Многобожник. Это хуже всего.
– Опомнись. Двадцать первый век на дворе.
Она запнулась, а потом робко, будто сама удивляясь собственной дерзости, попросила:
– Прими ислам.
У него на миг язык отнялся. От полной беспомощности он немощно попытался превратить все в шутку, сбить пафос – и натужно процитировал «Бриллиантовую руку»:
– Нет, уж лучше вы к нам…
Она даже не поняла. Он сообразил, что сморозил глупость. Возможно, пошлость. С тем же успехом можно было тщиться наладить контакт с жителями какой-нибудь Шестьдесят первой Лебедя, выстреливая им радиотелескопами анекдоты про Василь Иваныча.
– Зарина, но твой отец…
– Я не буду обсуждать его поступки, – глухо сказала она и отвернулась. – Я никогда не обсуждала их и никогда не стану.
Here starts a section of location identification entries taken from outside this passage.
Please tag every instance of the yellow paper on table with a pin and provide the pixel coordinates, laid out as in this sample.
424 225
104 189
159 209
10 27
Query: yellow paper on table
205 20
Он – мой отец. Но перед Всевышним каждый отвечает за свой выбор сам. Мне тоже надо будет отвечать, и за отца там не спрячешься.
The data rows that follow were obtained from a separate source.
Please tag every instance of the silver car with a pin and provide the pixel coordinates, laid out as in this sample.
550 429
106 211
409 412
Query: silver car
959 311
Он не знал, что еще сказать. Что тут вообще можно было сказать?
– Мусульманки очень верные, – тихо проговорила она и вскинула на него умоляющий взгляд влажных глаз. – Я буду так любить тебя… Всю жизнь. Буду тебе подмогой и опорой. Ты будешь счастлив… – Она осеклась, потом горячо продолжила: – Я рожу тебе много детей. Они станут тебя уважать и слушаться. Чем старше ты будешь, тем больше будешь им нужен. Ты станешь седой и дряхлый, а они будут заботиться о тебе наперебой, потому что это правильно перед Аллахом. Знаешь… У вас, у русских, пока вы не стали язычниками, тоже было так. Даже поговорку сложили: дурень хвалится красивой женой, умный – старым батюшкой. Давай, а?
Мороз драл по коже. Четверть часа назад, начиная этот разговор – а не начать его было уже невозможно, – он и не подозревал, что окажется на краю такой бездны. Прыгнуть? А может, прыгнуть?
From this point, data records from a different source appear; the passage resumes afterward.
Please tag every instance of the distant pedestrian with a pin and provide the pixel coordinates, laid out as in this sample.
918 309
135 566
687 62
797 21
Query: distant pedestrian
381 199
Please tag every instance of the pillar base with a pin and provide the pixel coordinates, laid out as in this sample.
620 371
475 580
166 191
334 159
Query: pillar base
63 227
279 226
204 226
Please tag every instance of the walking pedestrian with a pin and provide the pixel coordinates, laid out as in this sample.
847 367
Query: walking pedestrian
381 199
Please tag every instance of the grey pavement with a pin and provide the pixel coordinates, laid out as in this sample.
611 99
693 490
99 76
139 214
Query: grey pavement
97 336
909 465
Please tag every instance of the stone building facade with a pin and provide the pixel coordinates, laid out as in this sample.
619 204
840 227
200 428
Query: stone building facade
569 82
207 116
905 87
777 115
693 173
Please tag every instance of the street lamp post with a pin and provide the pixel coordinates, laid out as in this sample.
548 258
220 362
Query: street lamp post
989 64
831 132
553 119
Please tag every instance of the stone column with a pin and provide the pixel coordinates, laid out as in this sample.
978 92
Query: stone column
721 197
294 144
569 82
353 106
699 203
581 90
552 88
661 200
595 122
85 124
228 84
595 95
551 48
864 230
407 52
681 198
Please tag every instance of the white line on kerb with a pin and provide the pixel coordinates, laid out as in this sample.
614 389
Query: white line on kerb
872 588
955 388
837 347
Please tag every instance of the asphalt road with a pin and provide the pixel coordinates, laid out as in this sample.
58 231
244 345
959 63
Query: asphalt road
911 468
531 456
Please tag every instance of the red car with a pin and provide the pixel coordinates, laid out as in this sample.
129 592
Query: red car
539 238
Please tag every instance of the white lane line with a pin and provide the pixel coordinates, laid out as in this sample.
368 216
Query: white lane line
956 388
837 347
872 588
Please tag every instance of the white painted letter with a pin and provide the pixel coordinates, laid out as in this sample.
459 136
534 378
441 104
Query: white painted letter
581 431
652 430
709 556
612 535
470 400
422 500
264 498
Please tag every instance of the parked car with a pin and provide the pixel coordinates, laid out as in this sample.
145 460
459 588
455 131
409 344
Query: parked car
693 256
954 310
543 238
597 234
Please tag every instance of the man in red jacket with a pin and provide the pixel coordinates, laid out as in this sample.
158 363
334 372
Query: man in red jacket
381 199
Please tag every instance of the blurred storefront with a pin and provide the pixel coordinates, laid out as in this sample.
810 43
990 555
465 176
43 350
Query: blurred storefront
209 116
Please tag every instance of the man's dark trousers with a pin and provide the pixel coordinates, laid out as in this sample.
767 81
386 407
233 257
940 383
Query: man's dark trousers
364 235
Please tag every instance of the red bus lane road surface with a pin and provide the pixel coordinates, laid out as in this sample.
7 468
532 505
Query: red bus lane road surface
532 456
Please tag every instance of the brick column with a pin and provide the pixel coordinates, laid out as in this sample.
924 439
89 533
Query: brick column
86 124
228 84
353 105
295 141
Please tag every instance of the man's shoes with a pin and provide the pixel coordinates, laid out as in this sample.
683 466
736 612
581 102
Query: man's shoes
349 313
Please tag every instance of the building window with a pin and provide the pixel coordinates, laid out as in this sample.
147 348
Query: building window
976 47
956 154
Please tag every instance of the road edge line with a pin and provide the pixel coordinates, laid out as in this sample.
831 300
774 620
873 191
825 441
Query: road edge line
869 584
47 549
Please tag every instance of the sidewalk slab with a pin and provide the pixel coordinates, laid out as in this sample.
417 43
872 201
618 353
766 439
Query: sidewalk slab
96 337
Расстилать коврик в мечети и, раскорячившись, ритмично бить лбом в пол, бубня «Аллах акбар»?
Бред…
Почему всегда уступает он?
Да что за бред! Он любит, она любит – и отказываться от этого из-за такой ерунды?
Она-то без колебаний отказывается из-за такой ерунды!
А он – не из-за ерунды? Подумаешь, коврик…
Но в глубине души он смутно ощущал, что это не ерунда, далеко не ерунда; и, быть может, именно из-за вроде бы смехотворной для посторонних, архаичной, но от того еще более ярой преданности ерунде, каждый – своей, и она, и он еще и сохраняют способность вот так, до головокружения любить и звать к себе через пропасть. И стоит от нее, от ерунды, отказаться, перейти грань – тут-то и станет рукой подать до превращения в обезьян, что вертят голыми задницами в телевизоре и почитают это за славу, честь, сексуальный триумф и жизненный успех…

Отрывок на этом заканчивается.